Bob refurbished my house last year. I thought his prices were okay and he did a great job. He wasn’t too happy though, when I asked him to enter into a JCT contract for home owner/occupiers before he started work.

“Look”, I said. “I spend a lot of time talking to people who have disputes with their builders. Most of them have no choice but to either let the dispute lie, or suffer the expense and time of going court. All because they didn’t have a written contract with the builder which included a dispute resolution clause”

“ I have had to tell endless people that, if they had entered into a JCT home owner  contract it would be less likely that they would have had a dispute in the first place, Secondly, the contract has a dispute resolution clause which sets out a cheap and quick way to resolve any dispute if one did happen”.

“Imagine it” said I. “If I give this advice out every day and then I have a dispute with my own builder. I would be a laughing stock”.

“But I’m your mate” he said. 

“Exactly” I said

Bob and I didn't have a dispute, but he did fall out with another client, who wasn't his mate.

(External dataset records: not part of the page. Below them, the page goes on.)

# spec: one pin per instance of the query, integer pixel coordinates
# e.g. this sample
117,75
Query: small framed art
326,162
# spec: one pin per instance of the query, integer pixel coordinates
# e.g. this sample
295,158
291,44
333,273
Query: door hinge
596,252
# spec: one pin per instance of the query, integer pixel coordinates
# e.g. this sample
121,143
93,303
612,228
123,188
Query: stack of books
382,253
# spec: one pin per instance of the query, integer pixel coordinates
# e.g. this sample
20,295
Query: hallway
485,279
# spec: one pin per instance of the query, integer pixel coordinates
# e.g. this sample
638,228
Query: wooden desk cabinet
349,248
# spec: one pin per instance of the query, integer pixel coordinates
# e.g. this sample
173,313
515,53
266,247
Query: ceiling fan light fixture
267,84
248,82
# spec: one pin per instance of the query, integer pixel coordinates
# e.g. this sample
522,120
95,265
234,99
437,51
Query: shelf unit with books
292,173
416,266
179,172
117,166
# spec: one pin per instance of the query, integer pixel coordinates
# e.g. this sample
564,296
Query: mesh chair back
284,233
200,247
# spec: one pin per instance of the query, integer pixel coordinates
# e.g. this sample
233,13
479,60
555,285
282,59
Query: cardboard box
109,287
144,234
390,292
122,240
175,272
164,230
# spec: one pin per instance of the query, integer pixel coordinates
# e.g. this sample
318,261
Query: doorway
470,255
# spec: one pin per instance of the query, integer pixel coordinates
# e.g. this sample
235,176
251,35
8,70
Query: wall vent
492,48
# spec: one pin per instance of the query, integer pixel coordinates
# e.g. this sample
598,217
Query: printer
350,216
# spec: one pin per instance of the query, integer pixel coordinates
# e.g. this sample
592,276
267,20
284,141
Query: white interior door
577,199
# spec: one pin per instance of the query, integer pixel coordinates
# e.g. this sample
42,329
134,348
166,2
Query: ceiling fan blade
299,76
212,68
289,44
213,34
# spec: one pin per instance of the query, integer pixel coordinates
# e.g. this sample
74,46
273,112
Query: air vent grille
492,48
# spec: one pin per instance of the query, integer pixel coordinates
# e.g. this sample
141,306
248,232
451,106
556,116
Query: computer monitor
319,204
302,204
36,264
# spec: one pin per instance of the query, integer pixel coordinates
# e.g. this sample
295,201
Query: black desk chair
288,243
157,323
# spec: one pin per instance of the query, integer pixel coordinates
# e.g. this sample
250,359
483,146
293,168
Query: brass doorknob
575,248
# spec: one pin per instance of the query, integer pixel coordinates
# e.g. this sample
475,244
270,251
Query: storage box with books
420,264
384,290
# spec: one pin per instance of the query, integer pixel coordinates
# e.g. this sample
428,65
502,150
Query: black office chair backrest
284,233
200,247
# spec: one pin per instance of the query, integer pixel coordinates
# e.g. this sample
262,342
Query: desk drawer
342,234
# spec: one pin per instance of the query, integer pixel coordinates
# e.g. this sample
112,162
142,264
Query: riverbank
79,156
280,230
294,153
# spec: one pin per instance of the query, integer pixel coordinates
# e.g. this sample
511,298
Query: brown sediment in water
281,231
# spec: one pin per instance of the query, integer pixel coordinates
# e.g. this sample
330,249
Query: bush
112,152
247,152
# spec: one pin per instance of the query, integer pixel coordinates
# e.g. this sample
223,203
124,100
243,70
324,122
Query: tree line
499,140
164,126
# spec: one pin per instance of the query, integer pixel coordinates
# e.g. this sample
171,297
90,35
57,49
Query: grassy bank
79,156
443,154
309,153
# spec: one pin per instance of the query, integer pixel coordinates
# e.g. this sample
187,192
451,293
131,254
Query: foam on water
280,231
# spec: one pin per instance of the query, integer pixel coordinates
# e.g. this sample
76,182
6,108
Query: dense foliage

Bob had nearly finished the job when the client had asked for extra work. They then fell out when Bob gave him the bill.

The amount in dispute was about £4000, and they didn't really want to go to court.  So I gave Bob some information about mediation and the name of a good mediator. He talked this through with his client and they actually agreed to mediate their dispute

And guess what? It was resolved in a matter of hours. Bob and his client are back on friendly terms and it didn't cost them much either.